The dataset, released under a Creative Commons license, democratises access to speech technology such as voice assistants and transcription, and unlocks innovation in the machine learning community. Contributors to the dataset include researchers from Baidu, Factored, Harvard University, Intel, Landing AI, and NVIDIA. It can be downloaded at mlcommons.org/speech.
The other release of the day, Multilingual Spoken Words Corpus (MSWC) is a rich audio speech dataset with more than 340,000 keywords in 50 languages with upwards of 23.4 million examples. Previous datasets relied on manual efforts to collect and validate thousands of utterances for each keyword and were commonly restricted to a single language.

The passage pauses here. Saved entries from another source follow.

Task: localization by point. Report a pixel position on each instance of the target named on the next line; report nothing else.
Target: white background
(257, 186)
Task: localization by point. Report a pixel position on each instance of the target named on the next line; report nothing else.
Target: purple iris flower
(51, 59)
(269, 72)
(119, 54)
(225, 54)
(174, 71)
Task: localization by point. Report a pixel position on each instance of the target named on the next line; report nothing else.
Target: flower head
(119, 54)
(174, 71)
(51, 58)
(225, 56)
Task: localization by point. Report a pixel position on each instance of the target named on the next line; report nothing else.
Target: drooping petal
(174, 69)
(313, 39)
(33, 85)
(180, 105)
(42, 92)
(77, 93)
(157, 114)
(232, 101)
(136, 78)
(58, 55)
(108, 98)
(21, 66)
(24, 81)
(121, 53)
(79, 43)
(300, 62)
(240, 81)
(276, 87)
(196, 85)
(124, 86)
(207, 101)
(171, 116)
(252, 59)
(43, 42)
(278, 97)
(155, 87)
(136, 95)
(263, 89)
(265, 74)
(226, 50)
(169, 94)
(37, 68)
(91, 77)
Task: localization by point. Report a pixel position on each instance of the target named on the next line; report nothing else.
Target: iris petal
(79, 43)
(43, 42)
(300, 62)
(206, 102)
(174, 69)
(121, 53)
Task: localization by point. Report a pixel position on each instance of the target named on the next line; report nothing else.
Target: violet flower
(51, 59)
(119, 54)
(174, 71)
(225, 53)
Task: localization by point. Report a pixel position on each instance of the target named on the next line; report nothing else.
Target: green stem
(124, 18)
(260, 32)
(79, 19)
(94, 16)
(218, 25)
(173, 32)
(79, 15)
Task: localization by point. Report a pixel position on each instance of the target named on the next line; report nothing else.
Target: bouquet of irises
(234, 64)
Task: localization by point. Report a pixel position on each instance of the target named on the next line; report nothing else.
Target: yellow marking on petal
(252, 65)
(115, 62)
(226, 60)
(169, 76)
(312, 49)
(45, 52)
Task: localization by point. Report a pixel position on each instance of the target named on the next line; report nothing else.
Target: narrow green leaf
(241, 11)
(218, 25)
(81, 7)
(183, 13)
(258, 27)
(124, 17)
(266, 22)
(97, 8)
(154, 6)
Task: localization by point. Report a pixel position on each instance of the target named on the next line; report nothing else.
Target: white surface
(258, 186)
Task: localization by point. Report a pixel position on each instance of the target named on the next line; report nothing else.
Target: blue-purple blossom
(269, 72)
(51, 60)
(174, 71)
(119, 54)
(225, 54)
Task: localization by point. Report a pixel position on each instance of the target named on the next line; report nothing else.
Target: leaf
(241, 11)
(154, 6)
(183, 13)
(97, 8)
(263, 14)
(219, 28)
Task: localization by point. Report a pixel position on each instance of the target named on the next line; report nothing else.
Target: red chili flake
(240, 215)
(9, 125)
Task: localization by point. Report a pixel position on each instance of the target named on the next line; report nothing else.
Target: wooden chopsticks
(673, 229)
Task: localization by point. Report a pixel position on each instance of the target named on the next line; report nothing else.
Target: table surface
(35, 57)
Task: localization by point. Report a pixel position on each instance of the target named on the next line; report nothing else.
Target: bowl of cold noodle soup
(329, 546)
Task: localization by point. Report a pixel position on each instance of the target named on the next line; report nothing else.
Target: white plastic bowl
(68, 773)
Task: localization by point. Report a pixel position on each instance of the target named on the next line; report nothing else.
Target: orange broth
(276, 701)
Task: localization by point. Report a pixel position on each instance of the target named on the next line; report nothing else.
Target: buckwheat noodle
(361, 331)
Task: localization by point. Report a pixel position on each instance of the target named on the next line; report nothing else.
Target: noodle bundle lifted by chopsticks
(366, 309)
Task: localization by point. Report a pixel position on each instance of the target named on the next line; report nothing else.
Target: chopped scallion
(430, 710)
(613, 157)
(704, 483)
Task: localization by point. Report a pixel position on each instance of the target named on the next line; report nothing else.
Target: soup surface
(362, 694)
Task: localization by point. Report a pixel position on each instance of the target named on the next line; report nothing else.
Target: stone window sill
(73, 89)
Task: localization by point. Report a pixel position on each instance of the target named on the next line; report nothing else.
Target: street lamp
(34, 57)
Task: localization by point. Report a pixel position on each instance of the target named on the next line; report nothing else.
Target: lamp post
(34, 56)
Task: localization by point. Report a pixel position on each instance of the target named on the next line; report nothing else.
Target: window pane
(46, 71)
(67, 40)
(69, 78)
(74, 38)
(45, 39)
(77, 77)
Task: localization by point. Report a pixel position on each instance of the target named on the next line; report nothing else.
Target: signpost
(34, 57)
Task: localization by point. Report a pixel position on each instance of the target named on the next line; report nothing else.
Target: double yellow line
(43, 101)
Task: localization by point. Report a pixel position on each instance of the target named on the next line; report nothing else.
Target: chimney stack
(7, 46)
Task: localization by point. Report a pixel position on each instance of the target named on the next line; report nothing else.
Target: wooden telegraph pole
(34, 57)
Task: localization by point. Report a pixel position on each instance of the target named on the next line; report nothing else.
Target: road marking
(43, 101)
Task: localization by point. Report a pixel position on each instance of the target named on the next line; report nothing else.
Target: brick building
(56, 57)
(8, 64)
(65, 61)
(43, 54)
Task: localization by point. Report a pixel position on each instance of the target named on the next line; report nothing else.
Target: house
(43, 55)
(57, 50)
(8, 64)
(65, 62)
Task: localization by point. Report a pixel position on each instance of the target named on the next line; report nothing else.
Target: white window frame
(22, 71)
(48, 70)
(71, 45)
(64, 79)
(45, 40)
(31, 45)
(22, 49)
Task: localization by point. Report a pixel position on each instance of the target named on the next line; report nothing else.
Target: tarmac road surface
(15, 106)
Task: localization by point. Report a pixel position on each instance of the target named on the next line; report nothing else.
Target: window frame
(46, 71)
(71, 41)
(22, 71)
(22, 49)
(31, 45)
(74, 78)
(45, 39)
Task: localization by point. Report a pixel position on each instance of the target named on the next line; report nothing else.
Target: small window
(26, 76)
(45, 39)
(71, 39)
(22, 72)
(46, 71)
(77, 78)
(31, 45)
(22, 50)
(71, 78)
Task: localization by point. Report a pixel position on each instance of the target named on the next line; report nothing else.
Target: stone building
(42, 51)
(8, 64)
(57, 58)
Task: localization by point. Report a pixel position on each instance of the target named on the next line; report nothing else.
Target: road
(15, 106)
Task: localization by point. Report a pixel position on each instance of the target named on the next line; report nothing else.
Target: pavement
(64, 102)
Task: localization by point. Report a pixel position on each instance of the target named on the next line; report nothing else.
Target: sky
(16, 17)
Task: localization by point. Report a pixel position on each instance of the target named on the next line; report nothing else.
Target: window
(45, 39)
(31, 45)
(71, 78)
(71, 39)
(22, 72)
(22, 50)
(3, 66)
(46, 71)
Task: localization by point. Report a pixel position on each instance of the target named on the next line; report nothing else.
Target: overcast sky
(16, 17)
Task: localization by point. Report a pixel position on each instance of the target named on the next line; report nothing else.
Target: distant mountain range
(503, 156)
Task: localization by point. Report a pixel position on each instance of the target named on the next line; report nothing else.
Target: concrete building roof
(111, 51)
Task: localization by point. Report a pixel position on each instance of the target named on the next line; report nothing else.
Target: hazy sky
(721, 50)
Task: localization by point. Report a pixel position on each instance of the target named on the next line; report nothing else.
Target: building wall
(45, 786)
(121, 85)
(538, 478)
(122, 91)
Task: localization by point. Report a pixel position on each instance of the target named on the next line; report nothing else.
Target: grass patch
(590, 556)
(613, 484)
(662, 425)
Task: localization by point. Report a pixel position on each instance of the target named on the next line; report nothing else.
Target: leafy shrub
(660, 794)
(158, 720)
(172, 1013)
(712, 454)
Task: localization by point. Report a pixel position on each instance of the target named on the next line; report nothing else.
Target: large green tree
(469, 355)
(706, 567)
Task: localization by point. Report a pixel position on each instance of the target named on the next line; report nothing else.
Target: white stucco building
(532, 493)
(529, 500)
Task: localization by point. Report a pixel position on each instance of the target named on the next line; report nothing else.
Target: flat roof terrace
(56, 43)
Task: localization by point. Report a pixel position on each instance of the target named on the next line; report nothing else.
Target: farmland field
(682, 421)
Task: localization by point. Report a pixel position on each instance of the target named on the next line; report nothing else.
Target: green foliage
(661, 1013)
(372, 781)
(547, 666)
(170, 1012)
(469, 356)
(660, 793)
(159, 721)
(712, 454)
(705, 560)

A diverse multilingual dataset that spans languages spoken by over five billion people, MSWC advances the research and development of applications such as voice interfaces for a broad global audience. Contributors to the MSWC include researchers from Coqui, Factored, Google, Harvard University, Intel, Landing AI, NVIDIA, and the University of Michigan. It can be downloaded at mlcommons.org/words.
MLCommons also unveiled the new DataPerf benchmark suite that supports data-centric AI innovation by measuring the quality of datasets for common ML tasks and the impact of enhancing datasets. Also, the association is issuing a call for participation in the new DataPerf benchmark suite, which measures and encourages innovation in data-centric AI.